The risk of kidney stones is significantly increased when acetazolamide is combined with other carbonic anhydrase inhibitors such as topiramate or zonisamide. If you must take these medications together, your doctor should monitor your kidney function regularly and advise you to drink plenty of water to reduce stone formation risk.
What Is the Correct Dosage of Diamox?
Diamox is administered by intravenous injection. For eye surgery, the recommended dose is 250–1000 mg daily. For acute angle-closure glaucoma, 250–1000 mg daily in 2–4 divided doses. As adjunctive epilepsy therapy in adults, 375–1000 mg daily in 2–4 divided doses. The intravenous route is preferred over intramuscular injection.

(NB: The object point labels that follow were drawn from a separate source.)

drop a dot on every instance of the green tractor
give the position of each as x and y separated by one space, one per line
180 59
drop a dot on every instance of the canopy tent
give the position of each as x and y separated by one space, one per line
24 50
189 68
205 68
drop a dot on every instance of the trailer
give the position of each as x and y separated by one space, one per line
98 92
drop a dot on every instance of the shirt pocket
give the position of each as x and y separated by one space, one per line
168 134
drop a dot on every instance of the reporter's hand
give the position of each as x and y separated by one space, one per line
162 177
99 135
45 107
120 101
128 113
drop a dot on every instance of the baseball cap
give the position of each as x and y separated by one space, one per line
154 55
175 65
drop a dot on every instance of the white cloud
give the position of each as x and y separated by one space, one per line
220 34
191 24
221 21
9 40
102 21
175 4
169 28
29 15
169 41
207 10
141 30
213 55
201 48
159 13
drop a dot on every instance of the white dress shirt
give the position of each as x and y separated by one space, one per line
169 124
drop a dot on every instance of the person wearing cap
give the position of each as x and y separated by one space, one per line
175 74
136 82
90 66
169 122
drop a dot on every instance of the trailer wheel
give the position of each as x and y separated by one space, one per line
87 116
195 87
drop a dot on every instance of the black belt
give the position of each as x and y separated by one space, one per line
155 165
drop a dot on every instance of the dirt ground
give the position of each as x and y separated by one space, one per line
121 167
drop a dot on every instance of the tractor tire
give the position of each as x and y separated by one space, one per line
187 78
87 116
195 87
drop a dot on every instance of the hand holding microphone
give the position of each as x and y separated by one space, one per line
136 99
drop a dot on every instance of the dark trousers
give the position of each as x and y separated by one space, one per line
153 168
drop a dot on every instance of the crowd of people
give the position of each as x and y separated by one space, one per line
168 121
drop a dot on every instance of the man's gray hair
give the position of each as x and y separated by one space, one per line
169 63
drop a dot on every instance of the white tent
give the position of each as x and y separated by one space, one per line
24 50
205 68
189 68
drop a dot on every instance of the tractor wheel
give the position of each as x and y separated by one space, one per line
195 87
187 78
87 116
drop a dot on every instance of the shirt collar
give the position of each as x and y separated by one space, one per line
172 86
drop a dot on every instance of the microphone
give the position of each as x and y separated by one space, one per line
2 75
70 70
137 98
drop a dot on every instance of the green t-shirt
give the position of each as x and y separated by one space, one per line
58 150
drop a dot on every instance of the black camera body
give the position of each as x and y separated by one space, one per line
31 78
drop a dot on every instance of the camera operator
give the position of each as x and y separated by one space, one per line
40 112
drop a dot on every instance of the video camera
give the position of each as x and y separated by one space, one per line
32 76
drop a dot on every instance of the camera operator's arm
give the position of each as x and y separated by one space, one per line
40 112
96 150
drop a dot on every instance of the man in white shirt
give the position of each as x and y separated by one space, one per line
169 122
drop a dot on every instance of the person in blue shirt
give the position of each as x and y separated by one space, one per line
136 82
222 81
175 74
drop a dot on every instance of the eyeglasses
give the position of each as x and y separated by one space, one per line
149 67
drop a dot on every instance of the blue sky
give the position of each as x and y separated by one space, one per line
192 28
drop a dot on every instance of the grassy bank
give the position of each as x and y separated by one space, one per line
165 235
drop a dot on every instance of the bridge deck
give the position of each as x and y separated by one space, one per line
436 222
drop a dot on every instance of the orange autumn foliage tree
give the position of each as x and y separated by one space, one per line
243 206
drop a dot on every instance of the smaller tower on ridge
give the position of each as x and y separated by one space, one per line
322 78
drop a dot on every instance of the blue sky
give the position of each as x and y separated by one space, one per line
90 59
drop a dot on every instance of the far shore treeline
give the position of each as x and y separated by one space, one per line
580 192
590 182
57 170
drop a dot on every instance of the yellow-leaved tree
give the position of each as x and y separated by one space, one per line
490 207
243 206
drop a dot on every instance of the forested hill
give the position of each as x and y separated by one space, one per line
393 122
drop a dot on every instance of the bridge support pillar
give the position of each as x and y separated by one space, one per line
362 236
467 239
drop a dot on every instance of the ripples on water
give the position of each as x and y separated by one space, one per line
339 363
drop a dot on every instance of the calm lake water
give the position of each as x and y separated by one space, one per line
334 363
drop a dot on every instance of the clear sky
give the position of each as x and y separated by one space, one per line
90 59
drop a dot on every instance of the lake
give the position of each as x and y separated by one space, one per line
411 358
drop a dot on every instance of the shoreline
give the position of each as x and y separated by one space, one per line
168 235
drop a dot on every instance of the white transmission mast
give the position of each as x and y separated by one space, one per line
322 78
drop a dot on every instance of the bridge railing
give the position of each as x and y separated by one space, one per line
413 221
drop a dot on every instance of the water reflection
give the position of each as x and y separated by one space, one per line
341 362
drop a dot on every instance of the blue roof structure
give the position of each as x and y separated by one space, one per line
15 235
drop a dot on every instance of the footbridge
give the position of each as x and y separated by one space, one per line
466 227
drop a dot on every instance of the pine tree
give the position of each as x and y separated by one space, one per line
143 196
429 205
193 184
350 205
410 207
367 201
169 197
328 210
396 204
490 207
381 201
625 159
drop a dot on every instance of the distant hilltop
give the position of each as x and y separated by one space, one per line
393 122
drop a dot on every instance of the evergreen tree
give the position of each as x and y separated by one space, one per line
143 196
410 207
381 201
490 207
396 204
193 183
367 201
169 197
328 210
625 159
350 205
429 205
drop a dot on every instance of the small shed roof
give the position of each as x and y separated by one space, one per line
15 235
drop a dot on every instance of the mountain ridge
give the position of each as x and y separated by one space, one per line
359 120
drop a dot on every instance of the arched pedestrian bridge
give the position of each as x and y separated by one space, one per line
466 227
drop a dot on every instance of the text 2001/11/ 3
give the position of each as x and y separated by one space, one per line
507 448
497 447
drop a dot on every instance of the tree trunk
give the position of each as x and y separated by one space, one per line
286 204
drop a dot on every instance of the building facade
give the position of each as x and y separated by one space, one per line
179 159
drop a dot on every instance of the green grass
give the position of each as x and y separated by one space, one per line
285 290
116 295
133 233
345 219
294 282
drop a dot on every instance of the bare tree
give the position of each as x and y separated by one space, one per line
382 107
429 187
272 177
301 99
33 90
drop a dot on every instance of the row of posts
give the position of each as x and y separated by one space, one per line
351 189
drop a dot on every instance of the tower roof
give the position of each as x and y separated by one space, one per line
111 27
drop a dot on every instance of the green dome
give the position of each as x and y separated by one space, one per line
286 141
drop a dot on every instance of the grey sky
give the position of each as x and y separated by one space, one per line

Diamox 500 mg powder for solution for injection is reconstituted by dissolving the contents of one vial in at least 5 ml of sterile water for injection. The resulting solution should be used within 12 hours if stored at room temperature. Intravenous administration is recommended over intramuscular injection because the alkaline pH of the solution causes significant pain at the intramuscular injection site.
Short-Term Treatment During Eye Surgery
Eye Surgery – Adults
The recommended dose is 250 to 1000 mg daily, given intravenously before or during surgery. The exact dose and timing are determined by the ophthalmologist based on the type of procedure and the patient's individual risk of elevated intraocular pressure. Treatment is short-term only, typically limited to the perioperative period.
Acute Angle-Closure Glaucoma
Acute Angle-Closure Glaucoma – Adults
The recommended dose is 250 to 1000 mg daily, divided into 2 to 4 doses. Diamox may be used alongside standard miotic (pupil-constricting) eye drops to achieve rapid control of intraocular pressure. In an emergency setting, an initial bolus of 500 mg intravenously is commonly given to achieve the fastest possible onset of action. Treatment continues until definitive surgical or laser intervention can be performed.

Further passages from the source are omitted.